Series also fixes/cleans-up few bug in present code.
There are two steps in current WM programming.
1. Calculate minimum number of blocks required for a WM level to be
enabled. For 1440x2560 panel we need 41 blocks as minimum number of
blocks to enable WM0. This is the step which doesn't use vertical size.
It only depends on Pipe drain rate and plane horizontal size as per the
current Bspec algorithm.
So all the plane below have minimum number of blocks required to enable
WM0 as 41
Plane 1 - 1440x2560 - Min blocks to enable WM0 = 41
Plane 2 - 1440x2560 - Min blocks to enable WM0 = 41
Plane 3 - 1440x48 - Min blocks to enable WM0 = 41
Plane 4 - 1440x96 - Min blocks to enable WM0 = 41
2. Number of blocks allotted by the driver
Driver allocates 12 for Plane 3 & 16 for plane 4
Total Dbuf Available = 508
Dbuf Available after 32 blocks for cursor = 508 - (32) = 476
Given the dbuf size of 508, I assume this example is for Broxton
hardware, right? In that case, you wouldn't actually be able to use the
cursor plane since Plane 4 (1440x96) is mutually exclusive with the
cursor, so there wouldn't be a need to reserve these 32 blocks. I
guess there's also the issue that the upstream driver can't actually
expose/use Plane 4 at all today.
yes, this example is for Broxton. During this writeup only optimization
of "not to use cursor plane instead use 4th plane" was there, but code
was still allocating DDB for cursor.
True, upstream doesn't expose 4th plane, this was as per the local
optimization for Broxton.
Regards,
-Mahesh
That said, your overall example here still gets the important points
across and is very much appreciated.
allocate minimum blocks for each plane 8 * 4 = 32
remaining blocks = 476 - 32 = 444
Relative Data Rate for Planes
Plane 1 = 1440 * 2560 * 3 = 11059200
Plane 2 = 1440 * 2560 * 3 = 11059200
Plane 3 = 1440 * 48 * 3 = 207360
Plane 4 = 1440 * 96 * 3 = 414720
Total Relative BW = 22740480
- Allocate Buffer
buffer allocation = (Plane relative data rate / total data rate)
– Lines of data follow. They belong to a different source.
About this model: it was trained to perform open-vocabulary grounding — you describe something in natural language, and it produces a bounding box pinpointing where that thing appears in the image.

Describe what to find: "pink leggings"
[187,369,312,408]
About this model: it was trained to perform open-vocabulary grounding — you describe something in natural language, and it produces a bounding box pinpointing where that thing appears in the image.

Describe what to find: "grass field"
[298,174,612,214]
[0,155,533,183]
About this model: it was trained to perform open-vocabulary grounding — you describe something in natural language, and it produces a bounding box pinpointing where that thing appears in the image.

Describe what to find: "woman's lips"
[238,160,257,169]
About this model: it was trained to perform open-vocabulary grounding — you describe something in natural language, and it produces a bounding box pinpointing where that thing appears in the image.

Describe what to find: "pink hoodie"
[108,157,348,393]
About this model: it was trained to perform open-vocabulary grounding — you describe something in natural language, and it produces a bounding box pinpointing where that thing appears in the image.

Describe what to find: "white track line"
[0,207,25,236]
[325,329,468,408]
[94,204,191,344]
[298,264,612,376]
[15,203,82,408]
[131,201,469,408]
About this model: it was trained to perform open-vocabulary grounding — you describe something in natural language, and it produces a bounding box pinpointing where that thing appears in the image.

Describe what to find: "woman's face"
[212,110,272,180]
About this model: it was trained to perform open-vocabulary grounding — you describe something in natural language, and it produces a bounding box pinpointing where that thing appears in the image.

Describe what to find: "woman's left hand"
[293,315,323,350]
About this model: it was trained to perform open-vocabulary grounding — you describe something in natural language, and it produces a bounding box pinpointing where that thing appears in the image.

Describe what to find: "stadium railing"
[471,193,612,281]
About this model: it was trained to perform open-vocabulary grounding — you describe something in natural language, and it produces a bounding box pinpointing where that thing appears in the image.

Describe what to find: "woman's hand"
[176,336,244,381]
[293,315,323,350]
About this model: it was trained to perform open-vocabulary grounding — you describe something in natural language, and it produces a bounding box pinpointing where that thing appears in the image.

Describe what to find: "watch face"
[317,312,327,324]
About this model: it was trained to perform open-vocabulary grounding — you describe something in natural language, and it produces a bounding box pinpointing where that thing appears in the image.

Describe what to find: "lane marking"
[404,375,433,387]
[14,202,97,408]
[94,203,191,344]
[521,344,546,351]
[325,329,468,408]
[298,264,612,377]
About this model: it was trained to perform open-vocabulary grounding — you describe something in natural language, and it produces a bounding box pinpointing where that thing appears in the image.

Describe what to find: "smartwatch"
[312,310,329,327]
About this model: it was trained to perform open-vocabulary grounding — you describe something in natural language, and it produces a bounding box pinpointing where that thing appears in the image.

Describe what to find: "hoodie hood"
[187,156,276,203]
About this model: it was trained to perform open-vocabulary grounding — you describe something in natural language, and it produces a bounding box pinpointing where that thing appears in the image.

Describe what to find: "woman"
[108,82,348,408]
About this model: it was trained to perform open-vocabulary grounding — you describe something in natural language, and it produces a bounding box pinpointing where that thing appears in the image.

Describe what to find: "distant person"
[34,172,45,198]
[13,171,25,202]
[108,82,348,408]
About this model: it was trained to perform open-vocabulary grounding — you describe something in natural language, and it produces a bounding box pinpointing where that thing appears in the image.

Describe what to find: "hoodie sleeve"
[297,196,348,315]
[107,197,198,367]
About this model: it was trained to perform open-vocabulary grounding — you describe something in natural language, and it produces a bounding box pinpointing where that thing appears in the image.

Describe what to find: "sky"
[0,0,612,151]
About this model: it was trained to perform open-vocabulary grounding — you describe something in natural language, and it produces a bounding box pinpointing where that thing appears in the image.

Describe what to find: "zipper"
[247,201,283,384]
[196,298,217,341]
* total remaming DDB + minimum plane DDB
Plane 1 buffer allocation = (11059200 / 22740480) * 444 + 8 = 223
Plane 2 buffer allocation = (11059200 / 22740480) * 444 + 8 = 223
Plane 3 buffer allocation = (207360 / 22740480) * 444 + 8 = 12
Plane 4 buffer allocation = (414720 / 22740480) * 444 + 8 = 16
In this case it forced driver to disable Plane 3 & 4. Driver need to use
more efficient way to allocate buffer that is optimum for power.
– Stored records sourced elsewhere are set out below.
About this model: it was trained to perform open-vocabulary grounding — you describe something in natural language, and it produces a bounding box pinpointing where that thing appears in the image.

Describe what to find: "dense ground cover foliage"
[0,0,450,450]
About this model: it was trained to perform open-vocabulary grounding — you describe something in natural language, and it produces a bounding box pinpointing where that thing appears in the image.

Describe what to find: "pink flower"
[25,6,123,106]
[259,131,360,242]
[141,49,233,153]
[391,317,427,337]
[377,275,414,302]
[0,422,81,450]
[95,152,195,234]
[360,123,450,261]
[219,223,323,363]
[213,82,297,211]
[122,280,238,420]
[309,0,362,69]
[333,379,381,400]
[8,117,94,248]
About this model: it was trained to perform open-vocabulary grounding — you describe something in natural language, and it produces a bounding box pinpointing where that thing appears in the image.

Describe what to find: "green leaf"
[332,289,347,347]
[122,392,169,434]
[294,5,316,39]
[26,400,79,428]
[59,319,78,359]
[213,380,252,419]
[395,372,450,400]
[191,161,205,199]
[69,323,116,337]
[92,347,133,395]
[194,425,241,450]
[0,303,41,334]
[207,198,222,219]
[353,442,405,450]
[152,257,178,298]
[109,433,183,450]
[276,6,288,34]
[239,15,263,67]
New Algorithm suggested by HW team is:
1. Calculate minimum buffer allocations for each plane and for each
watermark level
2. Add minimum buffer allocations required for enabling WM7
for all the planes
Level 0 = 41 + 41 + 41 + 41 = 164
Level 1 = 42 + 42 + 42 + 42 = 168
Level 2 = 42 + 42 + 42 + 42 = 168
Level 3 = 94 + 94 + 94 + 94 = 376
Level 4 = 94 + 94 + 94 + 94 = 376
Level 5 = 94 + 94 + 94 + 94 = 376
Level 6 = 94 + 94 + 94 + 94 = 376
Level 7 = 94 + 94 + 94 + 94 = 376
3. Check to see how many buffer allocation are left and enable
the best case. In this case since we have 476 blocks we can enable
WM0-7 on all 4 planes.
Let's say if we have only 200 block available then the best cases
allocation is to enable Level2 which requires 168 blocks
It's probably worth noting that the use cases that are most likely to
benefit from this are those with large differences in the height of the
'shortest' plane vs the height of the 'tallest' plane. It's the
blind proportional distribution of remaining blocks in the current
algorithm that prevents 'short' planes from reaching their minimum block
requirements for various watermark levels (and if they can't even reach
the WM0 minimum, then the plane can't be used at all).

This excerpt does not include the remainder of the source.